わたしのしるあなた ②
先ほど少し長かったので、あまりです。
金・金・プラチナ・赤
六花は、リビングに入ってきた色を目で追う。悠人の言うとおり入ってきたのは、アーネスト&レオンそれに悠人に良く似た女性とソックリの男性。
入るなりアーネストは、レオンと顔を見合わせ六花を見る。
「カワイコちゃん、この場にいるってことは?」
邪魔だと、悠人に蹴りを入れられお茶の準備をしていた六花も苦笑する。
「ええまぁ、お付き合いをさせてもらってます…?」
「「「「えーーーーーーっ」」」」
悠人と六花以外の人間が、驚愕の顔で叫ぶ。
「やかましぃっ!」
悠人の一喝で皆が静かになり、席に着く。
「あの、斎藤六花です。宜しくお願いします」
小さくなって六花の自己紹介に、馴染みの2人は手を振り笑う。
「六花、僕の双子の弟とすぐ下の妹」
悠人にソックリな弟は、グレーの瞳でほほ笑む。
「よろしくなー、俺は蒼太・アイザック・ユリシーズ・ダウエル」
「よろしくね、私は美桜・エミリア・アン・ダウエル」
蒼太よりソックリではないが、良く似ている美桜もアッシュブロンドで、グレーの目だ。
「いやいや驚いた、兄貴がオンナノコと住むなんて!ってか、俺兄貴の交際相手って初めて目撃したぞ?」
「あら?何人か居たわよ?でも家まで来たのは、六花ちゃんが初めてね」
レオンとアーネストは、面白そうに頬杖ついて事の成り行きを見守ってニヤニヤしている。そんな風景を見て、実に楽しそうだと六花は顔が緩みそれを隠すようにそっとお茶を飲むのだ。
和奈城兄弟の話は、ポンポンと切り替わる最初は英国に住む母親の話その次はこちらの柔道の話、アーネストやレオンの実家の話も出てきて六花は自分が知らない悠人の過去の話も聞けて興味津津で目を輝かせて聞き入る。
「アーネストと、レオンはどうして日本にいるの?」
アーネストは小学生の時、レオンは日本で生まれた純血種の外国人だ。レオンの家族は高校卒業時に、アーネストの家族も同じころに帰国している。

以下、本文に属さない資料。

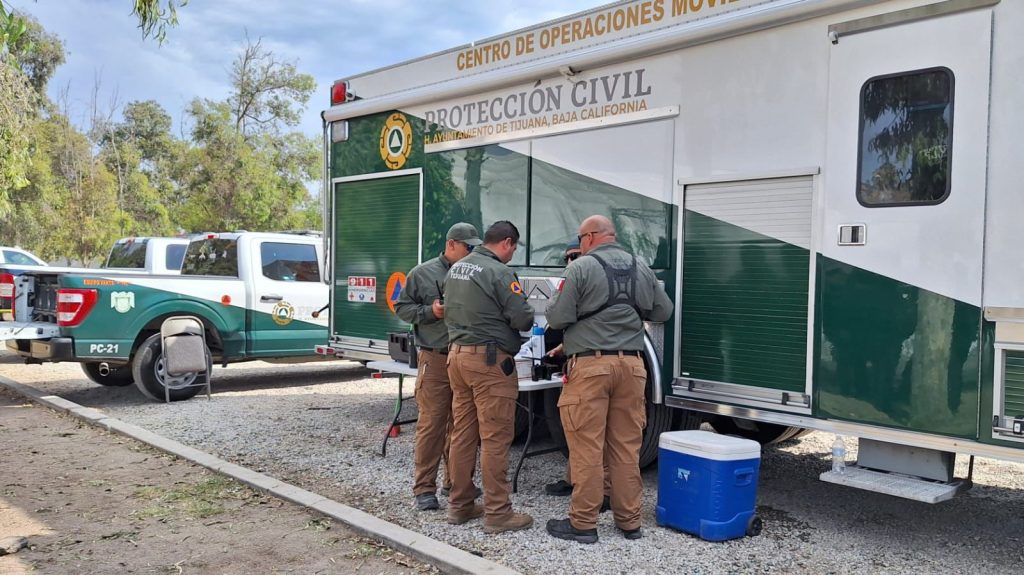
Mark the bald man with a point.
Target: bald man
(606, 297)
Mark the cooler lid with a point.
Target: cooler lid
(712, 444)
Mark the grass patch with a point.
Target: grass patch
(195, 500)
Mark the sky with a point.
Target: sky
(329, 39)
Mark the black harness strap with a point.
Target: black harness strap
(622, 288)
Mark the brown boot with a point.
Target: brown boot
(471, 514)
(514, 522)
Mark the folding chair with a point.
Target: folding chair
(183, 342)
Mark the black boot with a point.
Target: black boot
(562, 529)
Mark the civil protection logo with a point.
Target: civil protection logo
(396, 140)
(122, 301)
(283, 313)
(395, 284)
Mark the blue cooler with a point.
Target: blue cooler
(708, 484)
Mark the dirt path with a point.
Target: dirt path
(89, 501)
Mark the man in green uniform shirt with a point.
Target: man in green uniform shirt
(421, 304)
(606, 297)
(485, 309)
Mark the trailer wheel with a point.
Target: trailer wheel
(151, 379)
(765, 434)
(754, 526)
(117, 378)
(521, 419)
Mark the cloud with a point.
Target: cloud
(329, 39)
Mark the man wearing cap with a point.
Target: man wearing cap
(606, 297)
(421, 303)
(485, 311)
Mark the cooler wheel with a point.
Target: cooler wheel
(754, 526)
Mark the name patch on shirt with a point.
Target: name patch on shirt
(464, 270)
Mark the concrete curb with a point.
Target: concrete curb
(438, 554)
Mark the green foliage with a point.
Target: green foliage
(11, 30)
(68, 195)
(156, 15)
(37, 53)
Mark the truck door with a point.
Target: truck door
(900, 267)
(377, 221)
(287, 289)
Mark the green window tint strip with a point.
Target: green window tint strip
(744, 306)
(376, 225)
(892, 354)
(1013, 384)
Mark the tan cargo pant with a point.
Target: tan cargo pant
(433, 427)
(483, 408)
(602, 410)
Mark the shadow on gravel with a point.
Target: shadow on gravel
(985, 524)
(224, 381)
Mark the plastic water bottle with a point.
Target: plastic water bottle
(537, 342)
(839, 454)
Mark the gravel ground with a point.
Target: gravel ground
(320, 426)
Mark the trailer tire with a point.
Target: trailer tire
(117, 378)
(659, 418)
(765, 434)
(150, 376)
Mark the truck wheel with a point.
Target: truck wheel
(659, 418)
(116, 378)
(152, 379)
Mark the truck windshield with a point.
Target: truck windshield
(211, 257)
(130, 254)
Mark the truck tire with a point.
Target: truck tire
(147, 367)
(117, 378)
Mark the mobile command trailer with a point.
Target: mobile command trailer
(828, 188)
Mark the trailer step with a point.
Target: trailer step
(896, 484)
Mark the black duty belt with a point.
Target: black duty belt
(600, 352)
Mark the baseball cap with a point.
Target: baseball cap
(464, 232)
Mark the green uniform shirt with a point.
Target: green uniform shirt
(484, 302)
(415, 302)
(586, 291)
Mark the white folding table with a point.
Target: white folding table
(526, 385)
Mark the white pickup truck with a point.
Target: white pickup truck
(160, 256)
(255, 294)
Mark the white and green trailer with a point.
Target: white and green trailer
(828, 188)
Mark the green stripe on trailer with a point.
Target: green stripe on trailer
(1013, 381)
(744, 306)
(895, 355)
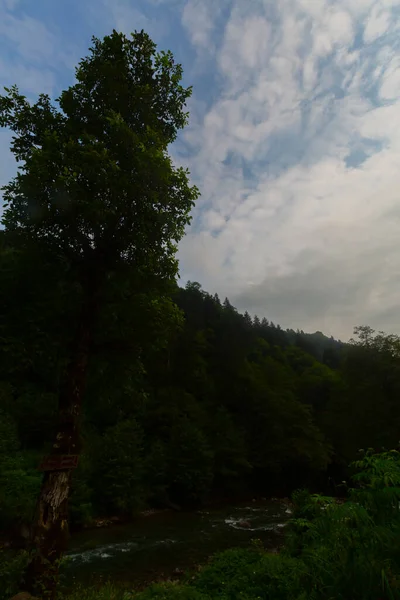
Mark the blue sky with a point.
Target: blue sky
(294, 141)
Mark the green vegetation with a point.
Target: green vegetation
(169, 396)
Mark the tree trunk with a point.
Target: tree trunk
(49, 534)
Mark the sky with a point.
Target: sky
(293, 141)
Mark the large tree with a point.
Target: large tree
(97, 195)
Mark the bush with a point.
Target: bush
(252, 574)
(351, 550)
(12, 566)
(171, 591)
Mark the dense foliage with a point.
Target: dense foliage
(341, 550)
(179, 398)
(225, 406)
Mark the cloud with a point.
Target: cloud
(297, 159)
(294, 141)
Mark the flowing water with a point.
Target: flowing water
(163, 544)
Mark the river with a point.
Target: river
(161, 545)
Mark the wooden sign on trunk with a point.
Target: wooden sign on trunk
(59, 462)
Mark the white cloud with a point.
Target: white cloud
(286, 226)
(377, 24)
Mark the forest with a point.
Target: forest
(167, 395)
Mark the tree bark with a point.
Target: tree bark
(49, 534)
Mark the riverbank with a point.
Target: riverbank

「俺は大学こっちで受けてから、帰国しようと思ってたんだよなー」
「同じく、アーネストの真似じゃないけどな」
互いに頷き、チラリと悠人を見る…視線の先の悠人は珍しく苦虫を噛んだような顔。
「何?俺達その話知らない!美桜知ってるか?」
ブルブルと顔を横に振った美桜は、アーネスト達の顔を見るとニヤリと笑っていた。
「あれは20歳の頃かの~、レオンさんや。」
「そうだの~アーネストや。」
20歳と言えば、悠人の父親が死んだ頃と一致する。
「親父さんが死んで、蒼太や美桜が帰国してから誰かさんは論文に取りかかってたんだよな?」
ウンウンとレオンが頷き、先を続ける。悠人は、明後日の方向を見て知らぬ顔。
「道場にも来ないし、新聞も郵便物も入りっぱなしでさ。流石に半月位で心配になって、中庭に廻って開いた窓から入ったら!悠人が、肺炎起こして死にかけてて…。聞いてるか悠人!」
「見間違いだろう?」
明後日を向いたまま、悠人は視線を合わせようともしない。
「阿呆!あのまま気付かなかったら、お前死んでたぞ!救急車で担ぎ込んで、お前入院だったろ?」
「蒼太と、間違えてないか?」
そうニヤと笑い、部屋を出て行った悠人。残った人間は、苦笑するしかない。
「まー、そんな訳でな。アイツ放っておくわけにもいかんし、腐れ縁の運命だと思ってこっち居る訳よ。」
「兄貴がそんな事なってたのか、アーネスト、レオン悪かったな…帰国出来なくて」
なぜかションボリする蒼太に、2人は目を見開いた。
「トモダチだからな」
レオンの言葉に、アーネストも笑う。
「あの後大学卒業位に、悠人も謝ってきたよ。今からなら、帰国しても母国での仕事探しは間に合うだろうから帰国してくれって言われたさ。でもな、多分俺達死ぬまでこんな感じかも知れないな」
生活拠点は、すっかり日本になってしまった今2人とも帰国する意思はないそうだ。
なんだか感動した六花は、良い話デスネと述べた。
レオンとアーネストと悠人の、腐れ縁話。